Mittlerweile sind mehrere komplette Aufnahmen der Symphonien erhältlich. Die nun hinzugekommene wird mit ihrem kultisch verehrten Dirigenten diese Musik einem breiteren Zuhörerkreis erschließen. Der Nachteil: Gustavo Dudamel hat an einem wichtigen Element von Ives’ Werken kein Interesse, nämlich an der Mystik. Die vier Symphonien scheinen ihm einen Job zu bedeuten, nicht eine Überzeugungstat.

Charles Ives Vier Symphonien
Charles Ives Vier Symphonien

In der traditionellen Ersten mag das funktionieren, aber bei der Zweiten mit ihren Hymnen und Volksliedern und dem überraschenden atonalen Schlussakkord macht der Vergleich mit Bernsteins DG-Einspielung allzu sicher: Dudamel bietet eine hemdsärmelige Frische, die durchaus einnimmt. Anders als bei Bernsteins Interpretation bekommt man nie den Eindruck eines metaphysischen Zusammenhangs. Am ehesten überzeugt Dudamel bei der in Richtung Konventionalität schwächelnden Dritten. Hier hat diese geradlinige Frische etwas durchaus Bezwingendes.

"Wiener Zeitung"-Klassikexperte Edwin Baumgartner.
"Wiener Zeitung"-Klassikexperte Edwin Baumgartner.

Dem überwältigenden Kosmos der Vierten kommt man so freilich nicht bei. Sie ist eine Welt-Symphonie, kunstvoll geordnet und wild chaotisch, metaphysisch überhöht, zugleich weltliches Fest, klingende Naturphilosophie und pantheistische Beschwörung.

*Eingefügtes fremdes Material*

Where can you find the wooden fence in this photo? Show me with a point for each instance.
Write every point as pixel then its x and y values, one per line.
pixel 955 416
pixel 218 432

Dudamel lässt das hervorragende Los Angeles Philharmonic lustvoll in den Polyrhythmen und dissonanten Marsch-Collagen wühlen, bloß den höheren Sinn des Ganzen macht er nicht erfahrbar. Es mag Dudamels Konzept sein, die Unfassbarkeit der Musik von Ives zu klären, zu erklären, aber es ist hier wie bei allen Mysterien: Kaum geht man nur mit dem Verstand an sie heran, mindert man sie in ihrer Ausstrahlung. Dass sich Dudamel auf die vier nummerierten Symphonien beschränkt und die "Holidays Symphony" mit ihrer Gedankenwelt zwischen Bizarrerie und Transzendenz ausspart, passt ins Bild dieser Einspielung, die als Zweitaufnahme sehr willkommen ist. Wenn man sich zum ersten Mal mit Ives’ Symphonik auseinandersetzt, greift man freilich am besten zu den Interpretationen von Andrew Litton oder der (aufnahmetechnisch etwas schwächeren) Box von Michael Tilson Thomas.